ですが、繰り返しますがメカニックは絶品。
贅沢を言うなら、やられ役のMS達があまりに柔らかすぎる、と言う程度でしょうか。折角損害が細かく画面上で表現されるのですから、もっと丁寧に壊れて欲しかった。やられパターンも、コクピット直撃かエンジン爆発だけですしね。武器を失って撤退したり、大破してパイロットが脱出したりと言った、多彩さが欲しかったと思います。これは、原作自体がクシャトリヤ無双なので仕方ない所ですが……
あと、ビームライフルの描写は非常に格好良いのですが、照射時間が長いため(それが格好良さの中心なのですが)ビームサーベルの存在意義が消えてますね。あのビームライフルの描写は、「馬鹿みたいに長いビームサーベル」に他ならないので。赤熱→破砕の描写とか滅茶苦茶格好良いですし、サーベルによる格闘戦も外連味たっぷりで魅せるので、どうでも良くなりますが。


とにかく、バランスの悪さが目立つ物の、基本的には非常に力の入った、できの良い作品でした。
不満の大きさは、評判を聞いて期待が大きくなりすぎたのと、映画の日不適用のショックが大きいでしょうし。

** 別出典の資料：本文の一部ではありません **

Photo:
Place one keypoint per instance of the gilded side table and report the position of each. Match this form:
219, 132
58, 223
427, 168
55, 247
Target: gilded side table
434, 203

ただ、話としてはまだ始まっても居ず、ユニコーンガンダムが起動したところで終了。原作では売りの政治劇も設定自体が語られない状況で、単品で1200円払うのはちと厳しい感じです。結局の所、上映時間は1時間を切るわけで。
今後の展開にしても、小説を読んで、補完として作品を見る程度で良いかなあ、と感じました。その場合、ネット配信は高いですし、レンタル開始を待つのが正しい気がします。

なかなか、映像作品の値段設定というのは難しいですよね。